Vergiss nicht zu lacheln―進撃の巨人
第14章 傷跡
「にしてもよ……」
「……何よ」
まだ何か文句でもあるのか。脇腹を押さえながら立ち上がる幼馴染を横目に彼の言葉を待つ。
フィデリオは、ケンカを止めて話し合いをしている後輩達の方を眺めていた。
「お前ってよく面倒事に巻き込まれるよな。当事者にしろ、中立にしろ……」
「え、そうなの?」
フィデリオの言葉にエミリは息を止める。途端にチラリと頭に思い浮かぶのは、自分がまだ訓練兵だった時のこと。
固まったまま何の反応も示さないエミリの顔をペトラとオルオが不思議そうに覗き込む。
「ちょっと、エミリ……? 大丈夫?」
「…………うん、へーき」
そうは言うものの明らかに様子が変だ。
フィデリオが発した”面倒事”。原因はおそらくそこにあるのだろう。そして、彼の視線の先にある後輩達。
それらのことから考えられるのは、友人同士のいさかい。
それを察したペトラとオルオは、何も言えなくなった。四人を包む空気が重たくなる。
気まづくて仕方がないが、このままの状態でいるわけにもいかない。
「……ね、エミリ」
沈黙を破ったのはペトラだった。
「ん?」
「あのね……言って楽になることもあると思う、から……何かあったら話して! いつでも相談に乗るから!」
力になりたいと思った。
過去にできた傷がまだ癒えていないのであれば、その痛みや辛さを一緒に乗り越えたいと。

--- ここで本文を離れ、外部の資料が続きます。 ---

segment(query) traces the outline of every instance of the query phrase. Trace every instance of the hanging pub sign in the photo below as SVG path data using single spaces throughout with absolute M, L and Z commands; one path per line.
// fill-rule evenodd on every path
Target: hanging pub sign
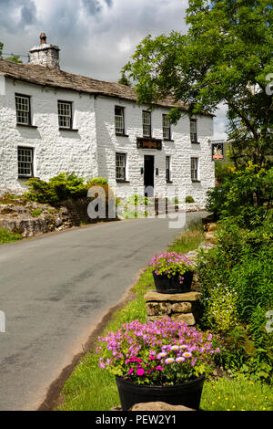
M 211 161 L 224 161 L 224 142 L 211 143 Z
M 152 137 L 137 137 L 136 147 L 137 149 L 157 149 L 161 151 L 162 141 L 160 139 L 153 139 Z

エミリはふっとペトラから視線を逸らし、遠くを見つめている。そんな彼女の表情は暗く、いつものような生き生きとした様子は見られなかった。
エミリはペトラの言葉に答えるつもりはないのか、ぼんやりと立ち尽くしたまま何も言わない。
再び静寂が四人を覆う。
風がびゅっと吹き抜けるを音を感じながら、ペトラ達はエミリが口を開くのを待っていた。